Mercúrio em uma planície fluvial em uso
Os pesquisadores amostraram 39 poços de água subterrânea e 11 pontos no rio Ganga em Kanpur e arredores. Mercúrio foi detectado em todas as amostras de água subterrânea, e cerca de um em cada cinco poços ultrapassou a diretriz indiana para água potável de 1 micrograma por litro, enquanto as amostras do rio ficaram abaixo desse nível. Ao contrário de um derramamento claro a partir de um único tubo de fábrica, o padrão parecia irregular e difuso. A água subterrânea também mostrou condutividade elétrica e sólidos dissolvidos mais altos que o rio, sinais de que a água passa mais tempo abaixo do solo, evapora e interage com minerais antes de ser bombeada à superfície. Juntas, essas pistas sugerem que o aquífero se comporta menos como um tubo de fluxo rápido e mais como uma armadilha lenta que pode armazenar e concentrar contaminantes trazidos da superfície. 
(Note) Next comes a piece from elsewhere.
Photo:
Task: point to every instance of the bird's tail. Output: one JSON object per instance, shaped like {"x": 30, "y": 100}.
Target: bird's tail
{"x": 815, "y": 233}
Fumaça, chuva e agricultura como atores-chave
Kanpur fica em um cinturão de usinas termelétricas a carvão, olarias e outras indústrias que liberam mercúrio e enxofre no ar. Estudos regionais anteriores e os novos dados indicam que grande parte do mercúrio chega primeiro à região pela atmosfera: chaminés lançam partículas finas no céu, os ventos as espalham e as monções as devolvem à superfície sobre campos, solos e corpos d’água. A equipe encontrou um tipo comum de água subterrânea rica em cálcio, magnésio e sulfato, assinatura de entradas carregadas de enxofre vindas dessas emissões. A irrigação intensiva molda ainda mais a química. A água aplicada aos campos dissolve sais e metais-traço no solo e depois retorna em profundidade. À medida que esse fluxo de retorno evapora, deixa para trás material dissolvido mais concentrado, incluindo mercúrio, e ajuda a movê-lo mais profundamente no aquífero.
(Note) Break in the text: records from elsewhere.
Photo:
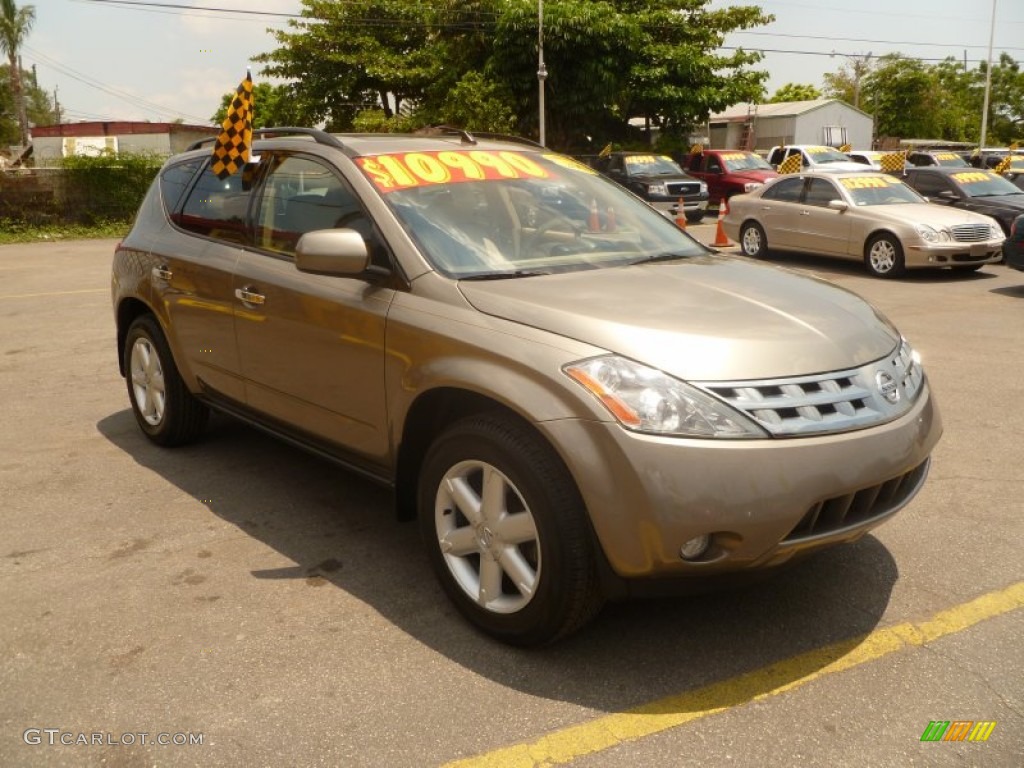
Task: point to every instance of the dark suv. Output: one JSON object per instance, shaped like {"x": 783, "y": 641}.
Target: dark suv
{"x": 659, "y": 180}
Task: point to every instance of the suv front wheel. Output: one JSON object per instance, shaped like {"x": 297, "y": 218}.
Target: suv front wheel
{"x": 163, "y": 406}
{"x": 507, "y": 531}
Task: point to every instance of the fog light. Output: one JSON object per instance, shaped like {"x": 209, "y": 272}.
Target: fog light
{"x": 694, "y": 548}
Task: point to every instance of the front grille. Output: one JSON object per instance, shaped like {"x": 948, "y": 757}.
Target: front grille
{"x": 835, "y": 401}
{"x": 683, "y": 187}
{"x": 862, "y": 506}
{"x": 971, "y": 232}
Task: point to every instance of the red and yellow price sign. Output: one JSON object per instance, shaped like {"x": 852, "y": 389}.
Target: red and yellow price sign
{"x": 402, "y": 171}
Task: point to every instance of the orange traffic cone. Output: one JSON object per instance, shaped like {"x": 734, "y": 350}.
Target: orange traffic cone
{"x": 720, "y": 240}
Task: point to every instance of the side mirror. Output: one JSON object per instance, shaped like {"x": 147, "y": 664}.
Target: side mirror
{"x": 334, "y": 252}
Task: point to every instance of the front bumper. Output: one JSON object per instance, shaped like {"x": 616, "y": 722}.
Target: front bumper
{"x": 952, "y": 254}
{"x": 761, "y": 501}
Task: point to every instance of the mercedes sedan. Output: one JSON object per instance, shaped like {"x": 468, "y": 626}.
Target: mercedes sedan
{"x": 869, "y": 217}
Química subterrânea que retém o mercúrio
Além de medir apenas as quantidades totais, os autores examinaram como o ambiente químico subterrâneo controla a forma e o movimento do mercúrio. Ao combinar medições de campo de acidez e estado redox com diagramas teóricos, mostraram que muitas amostras de água subterrânea se situam numa zona onde espécies reduzidas e dissolvidas de mercúrio são estáveis. Nessas condições ligeiramente alcalinas e com baixo oxigênio, o mercúrio tende a permanecer dissolvido em vez de se fixar em minerais sólidos. Ao mesmo tempo, ferro e cromo formam principalmente fases sólidas menos móveis, enquanto o arsênico frequentemente se liga a óxidos de ferro. Isso ajuda a explicar por que ferro e arsênico se comportam de modo diferente do mercúrio, e por que o mercúrio pode permanecer disseminado em águas subterrâneas mesmo quando outros metais são lavados ou imobilizados.
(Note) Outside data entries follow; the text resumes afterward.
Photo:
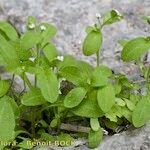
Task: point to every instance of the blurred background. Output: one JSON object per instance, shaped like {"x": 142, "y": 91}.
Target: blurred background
{"x": 71, "y": 18}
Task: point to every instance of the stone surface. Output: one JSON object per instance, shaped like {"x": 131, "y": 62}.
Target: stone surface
{"x": 72, "y": 16}
{"x": 134, "y": 139}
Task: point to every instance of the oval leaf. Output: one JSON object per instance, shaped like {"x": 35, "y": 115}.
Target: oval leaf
{"x": 74, "y": 97}
{"x": 48, "y": 84}
{"x": 89, "y": 107}
{"x": 95, "y": 138}
{"x": 74, "y": 75}
{"x": 7, "y": 120}
{"x": 92, "y": 43}
{"x": 8, "y": 30}
{"x": 94, "y": 124}
{"x": 4, "y": 86}
{"x": 106, "y": 98}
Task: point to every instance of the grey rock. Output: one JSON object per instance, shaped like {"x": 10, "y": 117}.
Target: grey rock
{"x": 133, "y": 139}
{"x": 72, "y": 16}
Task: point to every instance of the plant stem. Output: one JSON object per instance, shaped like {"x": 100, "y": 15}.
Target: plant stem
{"x": 148, "y": 74}
{"x": 27, "y": 80}
{"x": 33, "y": 123}
{"x": 98, "y": 58}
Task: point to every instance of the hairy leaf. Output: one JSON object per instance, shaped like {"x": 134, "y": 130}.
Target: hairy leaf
{"x": 50, "y": 52}
{"x": 48, "y": 84}
{"x": 95, "y": 138}
{"x": 94, "y": 124}
{"x": 74, "y": 97}
{"x": 89, "y": 107}
{"x": 141, "y": 113}
{"x": 8, "y": 30}
{"x": 4, "y": 87}
{"x": 105, "y": 100}
{"x": 7, "y": 120}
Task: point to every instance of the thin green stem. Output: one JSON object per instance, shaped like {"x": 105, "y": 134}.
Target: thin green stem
{"x": 98, "y": 58}
{"x": 27, "y": 80}
{"x": 148, "y": 75}
{"x": 33, "y": 123}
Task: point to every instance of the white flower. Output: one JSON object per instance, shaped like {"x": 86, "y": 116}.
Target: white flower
{"x": 42, "y": 27}
{"x": 118, "y": 13}
{"x": 32, "y": 59}
{"x": 98, "y": 15}
{"x": 61, "y": 58}
{"x": 31, "y": 26}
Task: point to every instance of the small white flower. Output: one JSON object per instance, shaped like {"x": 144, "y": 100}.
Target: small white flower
{"x": 31, "y": 26}
{"x": 118, "y": 13}
{"x": 98, "y": 15}
{"x": 32, "y": 59}
{"x": 61, "y": 58}
{"x": 43, "y": 28}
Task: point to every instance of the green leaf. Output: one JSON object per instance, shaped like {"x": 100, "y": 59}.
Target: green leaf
{"x": 105, "y": 100}
{"x": 146, "y": 18}
{"x": 14, "y": 106}
{"x": 100, "y": 76}
{"x": 48, "y": 84}
{"x": 123, "y": 42}
{"x": 111, "y": 17}
{"x": 94, "y": 123}
{"x": 50, "y": 52}
{"x": 8, "y": 53}
{"x": 4, "y": 87}
{"x": 95, "y": 138}
{"x": 68, "y": 140}
{"x": 74, "y": 75}
{"x": 31, "y": 22}
{"x": 33, "y": 98}
{"x": 141, "y": 113}
{"x": 89, "y": 29}
{"x": 47, "y": 137}
{"x": 135, "y": 48}
{"x": 120, "y": 102}
{"x": 8, "y": 30}
{"x": 26, "y": 144}
{"x": 89, "y": 107}
{"x": 54, "y": 123}
{"x": 48, "y": 33}
{"x": 7, "y": 120}
{"x": 130, "y": 104}
{"x": 92, "y": 43}
{"x": 30, "y": 39}
{"x": 104, "y": 70}
{"x": 126, "y": 113}
{"x": 114, "y": 113}
{"x": 74, "y": 97}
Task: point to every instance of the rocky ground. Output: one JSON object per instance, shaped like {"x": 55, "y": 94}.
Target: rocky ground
{"x": 71, "y": 17}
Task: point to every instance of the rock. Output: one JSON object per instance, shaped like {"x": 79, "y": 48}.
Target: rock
{"x": 72, "y": 16}
{"x": 134, "y": 139}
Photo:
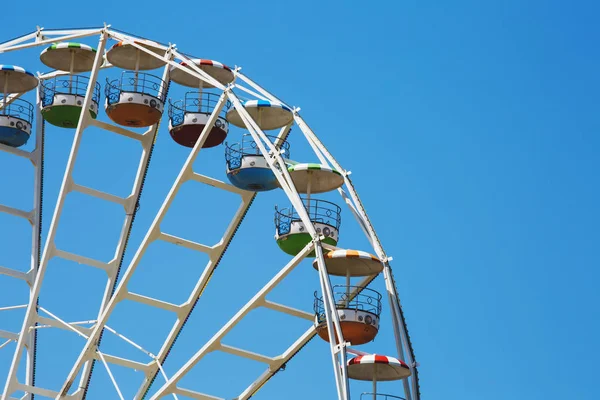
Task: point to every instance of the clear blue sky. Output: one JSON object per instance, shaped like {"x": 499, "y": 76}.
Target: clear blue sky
{"x": 472, "y": 133}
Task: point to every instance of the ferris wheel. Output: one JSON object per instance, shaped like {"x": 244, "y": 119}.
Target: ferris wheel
{"x": 205, "y": 101}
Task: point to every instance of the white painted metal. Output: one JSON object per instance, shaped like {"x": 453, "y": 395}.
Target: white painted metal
{"x": 272, "y": 156}
{"x": 34, "y": 217}
{"x": 403, "y": 345}
{"x": 68, "y": 185}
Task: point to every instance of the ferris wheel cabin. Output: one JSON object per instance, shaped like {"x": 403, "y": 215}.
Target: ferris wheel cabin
{"x": 16, "y": 115}
{"x": 291, "y": 234}
{"x": 188, "y": 117}
{"x": 63, "y": 96}
{"x": 290, "y": 231}
{"x": 359, "y": 315}
{"x": 135, "y": 99}
{"x": 247, "y": 168}
{"x": 268, "y": 115}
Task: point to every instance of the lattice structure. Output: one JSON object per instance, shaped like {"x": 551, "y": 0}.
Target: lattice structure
{"x": 343, "y": 316}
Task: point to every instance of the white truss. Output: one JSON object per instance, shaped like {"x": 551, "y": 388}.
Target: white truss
{"x": 34, "y": 217}
{"x": 91, "y": 351}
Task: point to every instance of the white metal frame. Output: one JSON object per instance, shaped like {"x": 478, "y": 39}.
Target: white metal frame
{"x": 90, "y": 352}
{"x": 68, "y": 185}
{"x": 34, "y": 217}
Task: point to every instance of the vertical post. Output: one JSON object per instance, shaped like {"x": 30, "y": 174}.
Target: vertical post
{"x": 338, "y": 351}
{"x": 38, "y": 163}
{"x": 31, "y": 313}
{"x": 399, "y": 326}
{"x": 147, "y": 147}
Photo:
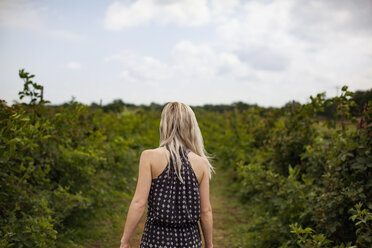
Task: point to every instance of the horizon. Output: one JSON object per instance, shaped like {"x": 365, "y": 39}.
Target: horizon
{"x": 199, "y": 52}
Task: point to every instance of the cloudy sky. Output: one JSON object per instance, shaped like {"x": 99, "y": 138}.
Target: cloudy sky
{"x": 194, "y": 51}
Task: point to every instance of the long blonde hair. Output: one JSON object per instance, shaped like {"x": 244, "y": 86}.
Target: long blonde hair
{"x": 179, "y": 129}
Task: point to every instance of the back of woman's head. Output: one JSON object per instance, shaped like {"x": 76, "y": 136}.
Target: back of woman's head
{"x": 178, "y": 129}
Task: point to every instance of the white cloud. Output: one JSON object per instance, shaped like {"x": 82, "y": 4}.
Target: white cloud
{"x": 261, "y": 57}
{"x": 121, "y": 15}
{"x": 73, "y": 65}
{"x": 21, "y": 14}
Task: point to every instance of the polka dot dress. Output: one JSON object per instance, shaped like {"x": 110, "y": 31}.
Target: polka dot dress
{"x": 173, "y": 209}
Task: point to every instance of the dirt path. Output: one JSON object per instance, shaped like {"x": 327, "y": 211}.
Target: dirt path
{"x": 228, "y": 216}
{"x": 229, "y": 221}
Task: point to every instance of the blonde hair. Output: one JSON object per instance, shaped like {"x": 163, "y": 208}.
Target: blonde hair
{"x": 179, "y": 129}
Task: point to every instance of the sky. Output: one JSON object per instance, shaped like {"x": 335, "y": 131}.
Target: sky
{"x": 265, "y": 52}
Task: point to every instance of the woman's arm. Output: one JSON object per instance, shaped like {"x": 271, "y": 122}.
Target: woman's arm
{"x": 138, "y": 203}
{"x": 206, "y": 208}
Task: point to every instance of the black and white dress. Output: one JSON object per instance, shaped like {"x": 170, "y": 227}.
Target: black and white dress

Uma mistura de rocha natural e impressões humanas
A equipe usou ferramentas estatísticas para desembaraçar influências sobrepostas. Um agrupamento de elementos, incluindo sódio, cálcio, magnésio, sulfato, fluoreto, urânio e boro, apontou para intemperismo de rochas naturais e dissolução de sais intensificados por recarga e evaporação. Outro grupo, dominado por metais como cromo, chumbo e ferro, refletiu o impacto de curtumes, metalúrgicas e outras indústrias, especialmente na água superficial. O mercúrio mostrou ligações limitadas a esses despejos industriais diretos, fortalecendo a ideia de que ele chega principalmente como um aporte atmosférico difuso e depois é concentrado subterraneamente. Co-contaminantes como arsênico, urânio e cromo elevam preocupações adicionais, pois podem interagir com minerais e entre si, afetando a facilidade de mobilidade e a exposição humana. 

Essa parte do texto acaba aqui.